The smartphone is fast turning into the nation's babysitter, according to new research from BabyCentre.

Mothers are increasingly turning to their mobile devices as babysitters
Mothers are increasingly turning to their mobile devices as babysitters

The 2014 Mobile Mum Report reveals that 40% of mums play entertainment videos to their children on their smartphones. Over half of the mums (51%) watch videos on their phones on a weekly basis and 21% do so daily.

Micro-content on video platforms is becoming a growing source of inspiration, information and education for millennial mums. Almost two thirds (62%) of mobile video-watching mums watch 'how-to' videos on their phones. Among these, 64% watch cooking videos and nearly half (48%) watch 'how-to' hair tutorials. Craft and DIY films are also popular - with 46% and 44% watching these respectively.

Julie Michaelson, vice president of sales at BabyCentre, said: "Short videos continue to increase in popularity with our mums, especially short entertainment and 'how-to' videos."

The report also pinpointed new health products as a key area of growth. Over a third (38%) of mums would use tools to track their child's development's if it were easier. In addition, almost two thirds (65%) say that would be interested in products like wearable baby monitors which tracks a baby's movement and warns a parent if something appears to be wrong.

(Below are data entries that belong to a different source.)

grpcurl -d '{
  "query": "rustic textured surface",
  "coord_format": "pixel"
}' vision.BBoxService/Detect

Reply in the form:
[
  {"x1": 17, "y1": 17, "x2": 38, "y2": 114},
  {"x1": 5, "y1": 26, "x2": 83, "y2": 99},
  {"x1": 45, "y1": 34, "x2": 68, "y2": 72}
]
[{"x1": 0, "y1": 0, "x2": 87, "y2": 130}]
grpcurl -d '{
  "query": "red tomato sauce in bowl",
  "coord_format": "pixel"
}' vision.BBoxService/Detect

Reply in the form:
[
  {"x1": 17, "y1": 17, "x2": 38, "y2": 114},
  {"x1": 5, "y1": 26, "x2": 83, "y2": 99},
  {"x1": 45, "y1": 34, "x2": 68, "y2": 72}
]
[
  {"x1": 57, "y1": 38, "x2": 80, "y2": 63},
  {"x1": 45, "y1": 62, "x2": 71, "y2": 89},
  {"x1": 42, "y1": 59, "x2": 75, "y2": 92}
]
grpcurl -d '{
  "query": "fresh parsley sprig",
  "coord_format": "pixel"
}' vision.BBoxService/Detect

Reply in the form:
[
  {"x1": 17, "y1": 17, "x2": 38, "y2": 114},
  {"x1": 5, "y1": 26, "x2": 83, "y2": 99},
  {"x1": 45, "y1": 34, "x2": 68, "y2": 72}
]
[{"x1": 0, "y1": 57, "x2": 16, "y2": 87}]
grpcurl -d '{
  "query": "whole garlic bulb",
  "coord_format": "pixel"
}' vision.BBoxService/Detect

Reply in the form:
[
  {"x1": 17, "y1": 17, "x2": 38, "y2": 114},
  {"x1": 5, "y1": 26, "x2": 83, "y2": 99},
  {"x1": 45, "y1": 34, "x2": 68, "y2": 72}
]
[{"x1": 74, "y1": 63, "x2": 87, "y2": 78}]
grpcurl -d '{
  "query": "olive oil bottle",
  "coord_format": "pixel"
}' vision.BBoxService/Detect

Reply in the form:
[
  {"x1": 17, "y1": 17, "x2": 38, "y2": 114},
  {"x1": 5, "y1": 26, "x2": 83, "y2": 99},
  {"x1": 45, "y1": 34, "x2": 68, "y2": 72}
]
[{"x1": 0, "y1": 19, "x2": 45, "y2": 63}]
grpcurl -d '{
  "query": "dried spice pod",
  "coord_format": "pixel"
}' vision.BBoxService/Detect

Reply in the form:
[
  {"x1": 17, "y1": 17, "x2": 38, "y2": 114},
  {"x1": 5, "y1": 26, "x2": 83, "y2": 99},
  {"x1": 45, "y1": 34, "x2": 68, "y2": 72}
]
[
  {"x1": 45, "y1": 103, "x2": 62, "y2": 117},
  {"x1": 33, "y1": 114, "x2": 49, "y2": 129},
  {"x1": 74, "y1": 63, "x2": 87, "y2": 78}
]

Smartphone adoption is now at 95% amongst UK mums (up by 32% since July 2012). Tablet ownership has also increased and 66% of mums now own a tablet device, an increase of 61% in the last 12 months.

The relationship between parents and technology is becoming increasingly complex. Speaking at the launch of the latest Fisher-Price advertising campaign earlier this summer Dr David Whitebread, senior lecturer in psychology and education at the University of Cambridge, spoke of the growing unease among parents over their reliance on smartphones. "The big question is if a child is dedicating three hours a day to screen time what is it that they aren't doing," said Whitebread.